SaaS Alerts has introduced a major update to its cybersecurity offerings that has the capability to monitor managed services clients for third-party risk. The company already offers automated software as a service (SaaS) security designed to detect and stop unauthorized activity in core customer SaaS applications such as Microsoft 365 and Google Workspace, among others. Now SaaS Alerts is extending those capabilities beyond the core set of applications that it previously protected to any SaaS business application with a viable application program interface (API).
The new capability is called App Wizard, and it allows managed service providers (MSPs) to request integration for any of their third-party applications so that SaaS Alerts can monitor those applications and ensure their security.
That’s a huge advance at a time when so many companies are concerned about mitigating third-party risk.
MSPs Protecting Clients from Third-Party Risk
SaaS Alerts CEO Jim Lippie told ChannelE2E that MSPs can request such integration for any customer business software.
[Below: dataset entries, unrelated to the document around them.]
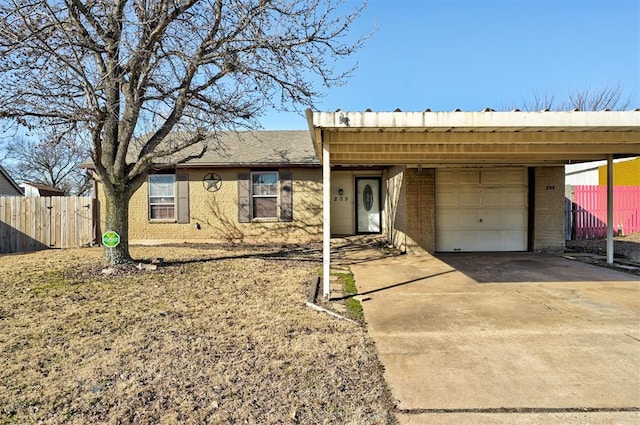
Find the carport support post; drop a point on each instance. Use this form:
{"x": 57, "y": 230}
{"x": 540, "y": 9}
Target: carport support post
{"x": 610, "y": 209}
{"x": 326, "y": 222}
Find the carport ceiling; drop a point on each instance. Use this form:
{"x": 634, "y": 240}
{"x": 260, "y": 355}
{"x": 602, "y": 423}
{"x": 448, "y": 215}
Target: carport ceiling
{"x": 458, "y": 138}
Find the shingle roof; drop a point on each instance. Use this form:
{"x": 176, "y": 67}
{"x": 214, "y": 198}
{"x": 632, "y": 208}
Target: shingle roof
{"x": 252, "y": 148}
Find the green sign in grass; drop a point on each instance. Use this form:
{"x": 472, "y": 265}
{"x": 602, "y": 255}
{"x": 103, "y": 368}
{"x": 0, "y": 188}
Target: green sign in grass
{"x": 110, "y": 239}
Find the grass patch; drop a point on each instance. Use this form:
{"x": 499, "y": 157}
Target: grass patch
{"x": 354, "y": 308}
{"x": 205, "y": 339}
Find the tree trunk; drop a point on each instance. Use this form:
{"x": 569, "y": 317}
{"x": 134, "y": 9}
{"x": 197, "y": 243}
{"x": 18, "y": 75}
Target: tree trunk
{"x": 117, "y": 220}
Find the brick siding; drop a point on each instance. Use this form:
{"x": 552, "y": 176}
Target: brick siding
{"x": 549, "y": 222}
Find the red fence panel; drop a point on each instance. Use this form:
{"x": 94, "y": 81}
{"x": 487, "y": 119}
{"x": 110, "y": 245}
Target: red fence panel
{"x": 590, "y": 211}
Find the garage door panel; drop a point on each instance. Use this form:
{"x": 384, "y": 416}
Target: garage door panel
{"x": 458, "y": 177}
{"x": 481, "y": 210}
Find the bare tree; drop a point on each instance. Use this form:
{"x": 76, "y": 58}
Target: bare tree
{"x": 53, "y": 160}
{"x": 119, "y": 69}
{"x": 609, "y": 97}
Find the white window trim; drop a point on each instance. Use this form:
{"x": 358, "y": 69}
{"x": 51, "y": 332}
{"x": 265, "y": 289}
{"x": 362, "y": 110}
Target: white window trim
{"x": 252, "y": 196}
{"x": 174, "y": 203}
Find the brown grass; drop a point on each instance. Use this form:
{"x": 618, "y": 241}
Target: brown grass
{"x": 217, "y": 335}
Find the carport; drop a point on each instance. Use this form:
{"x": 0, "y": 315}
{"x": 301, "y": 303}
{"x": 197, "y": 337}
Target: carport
{"x": 511, "y": 154}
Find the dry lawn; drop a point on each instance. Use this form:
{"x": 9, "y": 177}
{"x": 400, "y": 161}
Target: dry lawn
{"x": 218, "y": 335}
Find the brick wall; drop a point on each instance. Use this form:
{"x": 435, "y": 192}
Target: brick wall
{"x": 395, "y": 206}
{"x": 216, "y": 213}
{"x": 549, "y": 210}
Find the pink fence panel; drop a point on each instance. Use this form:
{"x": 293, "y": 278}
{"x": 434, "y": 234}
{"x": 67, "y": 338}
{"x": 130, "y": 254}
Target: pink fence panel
{"x": 590, "y": 211}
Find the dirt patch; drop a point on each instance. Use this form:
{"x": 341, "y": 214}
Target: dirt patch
{"x": 218, "y": 334}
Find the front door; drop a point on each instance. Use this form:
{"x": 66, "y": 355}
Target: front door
{"x": 368, "y": 205}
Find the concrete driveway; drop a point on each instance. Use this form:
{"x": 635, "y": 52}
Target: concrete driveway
{"x": 505, "y": 338}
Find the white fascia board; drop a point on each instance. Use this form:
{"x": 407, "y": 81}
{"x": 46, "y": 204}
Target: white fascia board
{"x": 479, "y": 120}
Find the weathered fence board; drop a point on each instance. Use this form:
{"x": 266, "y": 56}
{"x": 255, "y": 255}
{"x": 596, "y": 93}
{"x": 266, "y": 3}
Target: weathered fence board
{"x": 589, "y": 211}
{"x": 31, "y": 224}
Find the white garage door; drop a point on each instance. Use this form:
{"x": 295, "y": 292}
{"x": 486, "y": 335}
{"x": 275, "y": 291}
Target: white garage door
{"x": 481, "y": 210}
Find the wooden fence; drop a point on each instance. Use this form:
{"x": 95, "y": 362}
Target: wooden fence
{"x": 31, "y": 224}
{"x": 587, "y": 211}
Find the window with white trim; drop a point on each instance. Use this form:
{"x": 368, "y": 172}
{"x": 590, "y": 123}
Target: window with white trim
{"x": 162, "y": 197}
{"x": 264, "y": 194}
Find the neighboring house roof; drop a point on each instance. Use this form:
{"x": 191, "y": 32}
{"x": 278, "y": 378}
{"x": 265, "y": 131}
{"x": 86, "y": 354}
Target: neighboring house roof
{"x": 8, "y": 186}
{"x": 43, "y": 189}
{"x": 248, "y": 148}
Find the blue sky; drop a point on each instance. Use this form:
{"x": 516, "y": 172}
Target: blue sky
{"x": 472, "y": 54}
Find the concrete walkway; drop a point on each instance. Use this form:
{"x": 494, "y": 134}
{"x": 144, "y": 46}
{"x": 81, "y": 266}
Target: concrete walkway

SaaS Alerts will then determine if that software has a viable API. If it does, SaaS Alerts will be able to enable monitoring of that software within 72 hours for the entire SaaS Alerts community of MSPs.
Lippie believes this is a massive opportunity for MSPs because it enables them to protect their clients’ third-party software. For instance, if there’s a platform specific to law firm vertical markets or dental firm vertical markets, those platforms can gain SaaS Alerts cybersecurity monitoring if they have a viable API.
“This is a massive opportunity for MSPs as more software shifts from on-premises to the cloud,” Lippie said. “This is the next frontier.”
Viable API Definition
What does a viable API mean in this case? Lippie said that there are a lot of APIs that are comprehensive and well put together but that are not viable for security monitoring purposes. In this case, viable APIs are ones that provide security log data. This technology will only work with APIs that provide security log data.
In an age when third-party risk is at top of minds for so many businesses, the pressure is on for cloud software vendors to provide APIs that fit this profile.
Industry Petition and Campaign
The pressure is starting with a campaign from SaaS Alerts itself. Lippie said the company is launching an “I want my SaaS Alerts” campaign to encourage the software community to start including security log data in their APIs.
A petition was launched on December 4, and SaaS Alerts is hoping to collect signatures of 2,500 MSPs, representing an estimated 250,000 small businesses. MSPs who would like to support this effort are encouraged to sign the “I want my SaaS alerts” petition here.
SaaS Alerts hopes to collect enough signatures by March 8, the date of the Right of Boom cybersecurity event for MSSPs and MSPs, and then present the petition to some of the world’s leading software companies.
For instance, Intuit’s Quick Books Online is the top application requested for integration with SaaS Alerts, but Intuit does not offer an API that provides security log data, Lippie said. The platform API does not collect data about who is logging in, where they are logging in from, what are they looking at, and what are they taking.
“Those are the four most important things when we are looking at the security behavior associated with an application,” Lippie said.
“We want the help of the entire MSP community to help us bring awareness to this issue,” Lippie said. “There’s a lot of really great applications out there that don’t have the security log data available in them.”
API Standards
Lippie said that there’s no API standard out there today that applies to providing security log data in the actual API. But many software companies, particularly big ones, provide security log data already in their APIs. Those include Microsoft 365, Google Workspace, Salesforce, Dropbox, and Slack.
Early on, Lippie said, SaaS Alerts decided it wanted to monitor security log data in the top platform category used by every MSP out there -- RMM software (remote monitoring and management).
“But when we looked at the APIs of some of those applications, the information wasn’t there for us,” Lippie said. To remedy the situation, SaaS Alerts worked with the major players including ConnectWise, Kaseya, and N-able. They also worked with Syncro and Ninja.
“Now we have all that information available to us so that we can monitor those applciations on behalf the community,” Lippie said. “Our hope is that by creating awareness around this issue, we can influence other leading software companies to incorporate this information so we make the entire industry and community stronger.”